Дело в том, что она скрывает свое безграничное милосердие, подобно тому, как иные скрывают свой постыдный эгоизм. И ты еще спрашиваешь, почему я люблю ее! Ее добродетель восхищает меня, а немое отчаяние, видимо гнетущее ее, внушает мне глубокое и нежное сострадание. Восхищаться и жалеть, разве это не значит любить? Язычники, оставившие на нашей земле столько великолепных руин, приносили жертвы своим богам, блиставшим силой, славой и красотой, но не любили их, а у нас, христиан, вера из головы переместилась в сердце, ибо нашего бога показали нам в образе окровавленного и омытого слезами Христа. О да, я люблю эту женщину, поблекшую, как бедный лесной цветок, под грозной тенью отцовской тирании! Я не знаю, каково было ее детство, но угадываю его, судя по ее загубленной юности. Говорят, что когда ей было четырнадцать лет, отец ее, будучи не в силах заставить ее выйти замуж сообразно его гордости и честолюбию, которым хотел принести ее в жертву, надолго заточил ее в отдаленную комнату этого дворца, где она страдала от голода, жажды, жары, одиночества и отчаяния… Достоверно об этом никто ничего не знает. В то время ходили и другие слухи, — говорили, будто она находится где-то в монастыре, но удрученный вид ее слуг достаточно красноречиво свидетельствовал о том, что исчезновение ее было связано с каким-то несправедливым и бесчеловечным наказанием.

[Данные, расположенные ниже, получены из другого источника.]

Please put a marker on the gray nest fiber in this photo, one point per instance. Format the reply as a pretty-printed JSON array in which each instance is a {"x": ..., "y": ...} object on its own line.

Когда Диониджи умер, наследница его снова появилась во дворце, в обществе старой тетки, которая была не многим лучше покойника, но все же давала ей хоть свободнее дышать. Говорили, что в ту пору ей снова было сделано несколько блестящих предложений, но она упорно всем отказывала, и это еще больше восстановило против нее княгиню, ее тетку. Наконец смерть последней положила конец мучениям княжны Агаты, и в двадцать лет она вдруг оказалась во дворце своих предков свободной и одинокой. Но было, очевидно, слишком поздно, и она не могла оправиться от уныния, в которое погрузили ее перенесенные горести. Она утратила стремление и волю к счастью и осталась какой-то безразличной, почти нелюдимой и словно не способной искать чьей-либо привязанности. Однако она нашла ее среди некоторых лиц своего круга, и всем известно, что маркиз Ла-Серра, которому она отказала несколько лет тому назад, когда он в числе прочих просил ее руки, до сих пор страстно влюблен в нее. Так все о ней говорят, я же знаю это наверно и сейчас расскажу, каким образом узнал.
Хотя я, без хвастовства, считаю себя хорошим работником, но должен признаться, что, попадая сюда, невольно становлюсь последним лентяем. Я чувствую себя взволнованным, угнетенным, стук молотков действует мне на нервы, словно я барышня. При малейшем физическом усилии меня бросает в жар. Каждую минуту я боюсь, что мне станет дурно, я только и думаю, как бы забраться в какой-нибудь темный угол и спрятаться там, чтобы обо мне забыли. Я стал способен подслушивать, подглядывать, шпионить. Я более не осмеливаюсь войти один в молельню или комнату княжны, о нет, хотя хорошо знаю туда дорогу. Отныне почтение мое к ней сильнее моей мятежной и безумной страсти! Но если мне удается вдохнуть сквозь дверную щель аромат ее будуара, услышать хотя бы издали звук ее легких шагов, которые я так хорошо знаю, тогда я доволен, я счастлив!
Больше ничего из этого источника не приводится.